Search not working with mapper-attachment plugin


(Sahas Sahas) #1

I am using ES 1.7 and have installed mapper-attachment plugin version 2.7.0.

I am following the steps from the below URL to understand the basic functionality.
http://www.elasticsearch.cn/tutorials/2011/07/18/attachment-type-in-action.html

I am executing the commands in below sequence-

curl -X DELETE "localhost:9200/test"
curl -X PUT "localhost:9200/test/attachment/\_mapping" -d '{
  "attachment" : {
    "properties" : {
      "file" : {
        "type" : "attachment",
        "fields" : {
          "title" : { "store" : "yes" },
          "file" : { "term_vector":"with_positions_offsets", "store":"yes" }
        }
      }
    }
  }
}'
  1. Indexing the data using below scripts-
#!/bin/sh
coded=`cat fn6742.pdf | perl -MMIME::Base64 -ne 'print encode_base64($_)'`
json="{\"file\":\"${coded}\"}"
echo "$json" > json.file
curl -X POST "localhost:9200/test/attachment/" -d @json.file

and doing search using below URL

curl "localhost:9200/_search?pretty=true" -d '{
  "fields" : ["title"],
  "query" : {
    "query_string" : {
      "query" : "amplifier"
    }
  },
  "highlight" : {
    "fields" : {
      "file" : {}
    }
  }
}'

this search query always ended up with '0' hits though the word i am searching for present in my file.


(David Pilato) #2

Did you really execute this? curl -X PUT "localhost:9200/test/attachment/\_mapping"
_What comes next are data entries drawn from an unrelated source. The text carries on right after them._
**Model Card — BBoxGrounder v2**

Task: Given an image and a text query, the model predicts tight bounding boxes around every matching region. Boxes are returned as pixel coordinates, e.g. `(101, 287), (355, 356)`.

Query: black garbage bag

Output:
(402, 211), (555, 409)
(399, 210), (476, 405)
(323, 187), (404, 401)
It should be curl -X PUT "localhost:9200/test/attachment/_mapping" right?


(Sahas Sahas) #3

Hello David,

Thank you for replying.

I am getting the below error when i execute curl -X PUT "localhost:9200/test/attachment/_mapping" on OSX 10.10-

error":"MapperParsingException[No handler for type [attachment] declared on field [file]]","status":400

this error only gets remove when i add the escape character.


(David Pilato) #4

It means that the plugin is not loaded.
May be you did not restart the node?


(Zipang) #5

The fact is that i ended up following the exact same tutorial with ElasticSearch 1.5.2 and the attachment plugin 2.5.0, and i got the same result !! Just an empty resultset.
(As you all know the the script is downloable as a gist here : https://gist.github.com/lukas-vlcek/1075067 so it is really easy to reproduce the behavior)

I wondered if there was any API change since the tutorial as i followed the documentation and never had a query returning a single resultset on an attachment.

Should we upgrade to a more recent version of the plugin and ES ?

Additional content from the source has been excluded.